I needed a box for my spindle square so I attempted making one in 22 gauge galvanized metal.  





It will do,  but it's not perfect.  I'm not particularly skilled at tin bashing but do enjoy it and my bending equipment is less than the best.


----------



## CalgaryPT (Nov 20, 2021)

Looks pretty fine to me.
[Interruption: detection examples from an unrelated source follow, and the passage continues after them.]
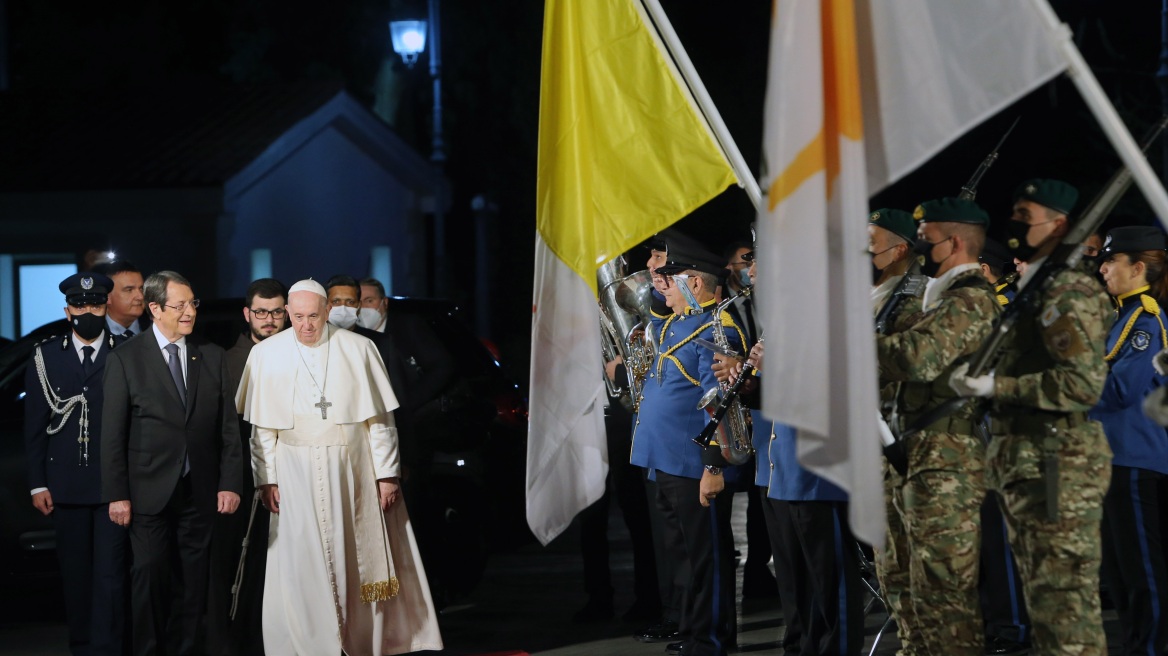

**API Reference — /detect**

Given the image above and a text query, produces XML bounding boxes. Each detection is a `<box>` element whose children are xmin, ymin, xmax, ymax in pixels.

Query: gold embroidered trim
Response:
<box><xmin>361</xmin><ymin>577</ymin><xmax>402</xmax><ymax>603</ymax></box>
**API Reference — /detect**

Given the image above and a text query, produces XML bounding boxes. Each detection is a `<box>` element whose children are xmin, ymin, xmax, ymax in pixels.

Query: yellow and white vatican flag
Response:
<box><xmin>527</xmin><ymin>0</ymin><xmax>735</xmax><ymax>544</ymax></box>
<box><xmin>757</xmin><ymin>0</ymin><xmax>1066</xmax><ymax>545</ymax></box>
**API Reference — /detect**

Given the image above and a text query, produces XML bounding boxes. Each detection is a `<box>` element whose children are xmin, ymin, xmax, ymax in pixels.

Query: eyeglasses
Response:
<box><xmin>248</xmin><ymin>307</ymin><xmax>284</xmax><ymax>319</ymax></box>
<box><xmin>162</xmin><ymin>299</ymin><xmax>199</xmax><ymax>314</ymax></box>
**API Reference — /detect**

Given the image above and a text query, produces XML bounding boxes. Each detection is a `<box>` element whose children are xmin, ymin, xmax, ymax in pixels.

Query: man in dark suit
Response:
<box><xmin>25</xmin><ymin>272</ymin><xmax>130</xmax><ymax>655</ymax></box>
<box><xmin>207</xmin><ymin>278</ymin><xmax>288</xmax><ymax>656</ymax></box>
<box><xmin>93</xmin><ymin>259</ymin><xmax>150</xmax><ymax>337</ymax></box>
<box><xmin>102</xmin><ymin>271</ymin><xmax>242</xmax><ymax>655</ymax></box>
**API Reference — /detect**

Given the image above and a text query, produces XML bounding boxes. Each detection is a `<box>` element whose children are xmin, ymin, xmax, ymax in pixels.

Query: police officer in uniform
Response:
<box><xmin>950</xmin><ymin>180</ymin><xmax>1112</xmax><ymax>655</ymax></box>
<box><xmin>25</xmin><ymin>272</ymin><xmax>130</xmax><ymax>655</ymax></box>
<box><xmin>631</xmin><ymin>235</ymin><xmax>745</xmax><ymax>656</ymax></box>
<box><xmin>1091</xmin><ymin>226</ymin><xmax>1168</xmax><ymax>654</ymax></box>
<box><xmin>724</xmin><ymin>242</ymin><xmax>864</xmax><ymax>656</ymax></box>
<box><xmin>876</xmin><ymin>198</ymin><xmax>1001</xmax><ymax>656</ymax></box>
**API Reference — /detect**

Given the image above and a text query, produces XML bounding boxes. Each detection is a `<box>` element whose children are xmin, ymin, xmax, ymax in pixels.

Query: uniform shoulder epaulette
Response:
<box><xmin>1140</xmin><ymin>294</ymin><xmax>1160</xmax><ymax>314</ymax></box>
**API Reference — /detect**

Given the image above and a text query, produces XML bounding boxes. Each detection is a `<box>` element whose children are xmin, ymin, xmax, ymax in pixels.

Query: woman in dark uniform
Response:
<box><xmin>1091</xmin><ymin>226</ymin><xmax>1168</xmax><ymax>654</ymax></box>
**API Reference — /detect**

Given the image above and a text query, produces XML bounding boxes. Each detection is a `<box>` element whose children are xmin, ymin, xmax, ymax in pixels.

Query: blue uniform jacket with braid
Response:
<box><xmin>1091</xmin><ymin>287</ymin><xmax>1168</xmax><ymax>474</ymax></box>
<box><xmin>630</xmin><ymin>301</ymin><xmax>745</xmax><ymax>483</ymax></box>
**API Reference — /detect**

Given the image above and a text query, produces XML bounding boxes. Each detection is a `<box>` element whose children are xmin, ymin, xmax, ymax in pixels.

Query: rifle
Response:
<box><xmin>957</xmin><ymin>117</ymin><xmax>1022</xmax><ymax>201</ymax></box>
<box><xmin>876</xmin><ymin>117</ymin><xmax>1022</xmax><ymax>476</ymax></box>
<box><xmin>902</xmin><ymin>114</ymin><xmax>1168</xmax><ymax>439</ymax></box>
<box><xmin>876</xmin><ymin>117</ymin><xmax>1022</xmax><ymax>335</ymax></box>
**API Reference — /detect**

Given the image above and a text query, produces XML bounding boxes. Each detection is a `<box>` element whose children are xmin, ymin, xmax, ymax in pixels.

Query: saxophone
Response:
<box><xmin>697</xmin><ymin>288</ymin><xmax>755</xmax><ymax>465</ymax></box>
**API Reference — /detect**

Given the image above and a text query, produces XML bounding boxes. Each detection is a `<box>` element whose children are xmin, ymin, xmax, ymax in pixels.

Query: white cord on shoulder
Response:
<box><xmin>33</xmin><ymin>344</ymin><xmax>89</xmax><ymax>467</ymax></box>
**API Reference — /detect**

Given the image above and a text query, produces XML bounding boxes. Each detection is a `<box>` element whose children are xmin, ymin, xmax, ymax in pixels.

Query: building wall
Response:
<box><xmin>218</xmin><ymin>127</ymin><xmax>425</xmax><ymax>296</ymax></box>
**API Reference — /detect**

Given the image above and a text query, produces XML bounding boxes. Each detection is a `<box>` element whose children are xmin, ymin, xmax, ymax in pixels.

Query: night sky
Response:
<box><xmin>0</xmin><ymin>0</ymin><xmax>1168</xmax><ymax>383</ymax></box>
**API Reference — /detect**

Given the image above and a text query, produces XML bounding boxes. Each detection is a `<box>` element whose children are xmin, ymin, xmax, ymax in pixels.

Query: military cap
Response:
<box><xmin>978</xmin><ymin>239</ymin><xmax>1014</xmax><ymax>271</ymax></box>
<box><xmin>1098</xmin><ymin>225</ymin><xmax>1168</xmax><ymax>258</ymax></box>
<box><xmin>658</xmin><ymin>230</ymin><xmax>726</xmax><ymax>275</ymax></box>
<box><xmin>1014</xmin><ymin>177</ymin><xmax>1079</xmax><ymax>215</ymax></box>
<box><xmin>57</xmin><ymin>271</ymin><xmax>113</xmax><ymax>306</ymax></box>
<box><xmin>868</xmin><ymin>208</ymin><xmax>917</xmax><ymax>244</ymax></box>
<box><xmin>912</xmin><ymin>197</ymin><xmax>989</xmax><ymax>228</ymax></box>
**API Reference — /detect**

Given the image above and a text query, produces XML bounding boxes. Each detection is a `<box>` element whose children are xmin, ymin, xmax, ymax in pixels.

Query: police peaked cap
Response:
<box><xmin>912</xmin><ymin>197</ymin><xmax>989</xmax><ymax>228</ymax></box>
<box><xmin>868</xmin><ymin>208</ymin><xmax>917</xmax><ymax>244</ymax></box>
<box><xmin>1099</xmin><ymin>225</ymin><xmax>1168</xmax><ymax>258</ymax></box>
<box><xmin>656</xmin><ymin>230</ymin><xmax>726</xmax><ymax>275</ymax></box>
<box><xmin>978</xmin><ymin>239</ymin><xmax>1014</xmax><ymax>271</ymax></box>
<box><xmin>1014</xmin><ymin>177</ymin><xmax>1079</xmax><ymax>215</ymax></box>
<box><xmin>57</xmin><ymin>271</ymin><xmax>113</xmax><ymax>305</ymax></box>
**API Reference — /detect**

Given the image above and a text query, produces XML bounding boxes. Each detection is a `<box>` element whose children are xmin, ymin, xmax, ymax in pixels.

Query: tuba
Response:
<box><xmin>697</xmin><ymin>287</ymin><xmax>755</xmax><ymax>465</ymax></box>
<box><xmin>596</xmin><ymin>257</ymin><xmax>656</xmax><ymax>412</ymax></box>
Nice work.


----------



## DPittman (Nov 20, 2021)

I forgot to mention one of the many mess ups I made was I meant to leave tabs for corner to be riveted together but forgot about it and ended up having to solder the corners together.  I guess it looks a bit neater but not as strong.


----------



## Tomc938 (Nov 20, 2021)

Looks great to me!


----------



## CalgaryPT (Nov 20, 2021)

DPittman said:


> I forgot to mention one of the many mess ups I made was I meant to leave tabs for corner to be riveted together but forgot about it and ended up having to solder the corners together.  I guess it looks a bit neater but not as strong.


That's not a mess up. It's a free metalworking lesson. Invoice yourself and write it off as an educational deduction.


----------



## David_R8 (Nov 20, 2021)

Looks darn good to me!


----------